Thursday, December 11 2008 | Comments
Evidence Grade 3 What's This?
A recent study indicates that the overall rate of instrument breakage during orthopedic procedures is low and that the risk of patient harm is small as long as certain guidelines for removal are followed.

To determine the rates of instrument breakage during orthopedic procedures at 2 hospitals and to evaluate the potential adverse effect on patients after the breakage, researchers prospectively documented every case of instrument breakage from January 2005 to December 2006. All orthopedic surgeries of the upper and lower limbs, the spine, and the pelvis were included in the trial.

Postoperative follow-up ranged from 12 to 36 months. At every follow-up interval, radiographs were obtained to evaluate any changes to the broken object and to see if migration had occurred. The investigators also sought to identify potential correlations between surgeon experience and instrument breakage rates.

According to the results, 11,856 orthopedic surgeries were performed at both hospitals and the overall rate of instrument breakage at the 2 hospitals was 0.35% (42 of 11,856). In 2005, the breakage rate was 0.27% (16 of 5,886), and in 2006 it was 0.44% (26 of 5,970). Instrument breakage included 23 drill bits, 14 Kirschner wires, 3 taps, 1 probe, and 1 screwdriver tip.

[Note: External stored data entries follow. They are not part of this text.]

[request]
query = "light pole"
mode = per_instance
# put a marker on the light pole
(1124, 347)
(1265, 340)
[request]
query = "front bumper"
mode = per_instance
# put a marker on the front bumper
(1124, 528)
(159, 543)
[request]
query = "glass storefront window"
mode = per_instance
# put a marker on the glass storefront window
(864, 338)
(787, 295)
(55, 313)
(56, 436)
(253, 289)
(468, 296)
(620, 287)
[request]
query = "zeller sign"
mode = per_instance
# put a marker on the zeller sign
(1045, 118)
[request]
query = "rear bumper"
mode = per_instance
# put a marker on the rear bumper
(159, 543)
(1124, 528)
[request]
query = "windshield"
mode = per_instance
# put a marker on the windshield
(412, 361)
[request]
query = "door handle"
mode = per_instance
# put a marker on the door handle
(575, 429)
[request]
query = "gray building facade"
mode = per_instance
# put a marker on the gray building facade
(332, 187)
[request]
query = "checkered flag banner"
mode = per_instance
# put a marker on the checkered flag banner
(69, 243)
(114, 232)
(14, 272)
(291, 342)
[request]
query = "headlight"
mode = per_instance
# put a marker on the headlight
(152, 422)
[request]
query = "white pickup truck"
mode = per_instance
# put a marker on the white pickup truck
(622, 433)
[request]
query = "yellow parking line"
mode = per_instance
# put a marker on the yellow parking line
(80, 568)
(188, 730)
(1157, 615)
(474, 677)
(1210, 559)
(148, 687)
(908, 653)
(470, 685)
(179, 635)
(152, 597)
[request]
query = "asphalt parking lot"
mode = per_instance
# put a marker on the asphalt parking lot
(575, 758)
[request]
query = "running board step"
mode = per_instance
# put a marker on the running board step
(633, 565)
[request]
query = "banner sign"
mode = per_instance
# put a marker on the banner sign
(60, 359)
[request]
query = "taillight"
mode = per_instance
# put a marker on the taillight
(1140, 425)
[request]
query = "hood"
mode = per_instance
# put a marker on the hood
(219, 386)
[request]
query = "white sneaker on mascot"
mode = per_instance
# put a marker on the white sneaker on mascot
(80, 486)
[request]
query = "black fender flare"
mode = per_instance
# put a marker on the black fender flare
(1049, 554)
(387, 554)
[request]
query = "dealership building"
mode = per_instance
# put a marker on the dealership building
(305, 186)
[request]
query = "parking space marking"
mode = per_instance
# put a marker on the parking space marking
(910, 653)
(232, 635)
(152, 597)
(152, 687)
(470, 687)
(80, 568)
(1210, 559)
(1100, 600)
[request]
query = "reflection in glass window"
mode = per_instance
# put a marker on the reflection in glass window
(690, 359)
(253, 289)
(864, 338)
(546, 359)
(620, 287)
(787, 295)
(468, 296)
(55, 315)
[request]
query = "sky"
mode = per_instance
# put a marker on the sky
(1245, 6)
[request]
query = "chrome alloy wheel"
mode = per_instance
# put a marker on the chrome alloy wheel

The authors noted that the broken instrument was not removed in 37 cases as was recommenced by the guidelines established for the study. Of these, 36 of the pieces were safely buried in bone and 1 broken screwdriver tip was stuck firmly in the screw head. None of the 37 patients demonstrated any symptoms during the follow-up period.

No significant correlation between surgeon experience and the rate of instrument breakage was detected.

"[P]reoperative education of the patient regarding instrument breakage is not mandatory in our opinion," the investigators wrote. "Nevertheless, if an instrument breaks during an orthopedic procedure, accurate documentation of the event in the surgical record is recommended." (Pichler W, et al. J Bone Joint Surg Am 2008;90:2652-2654.)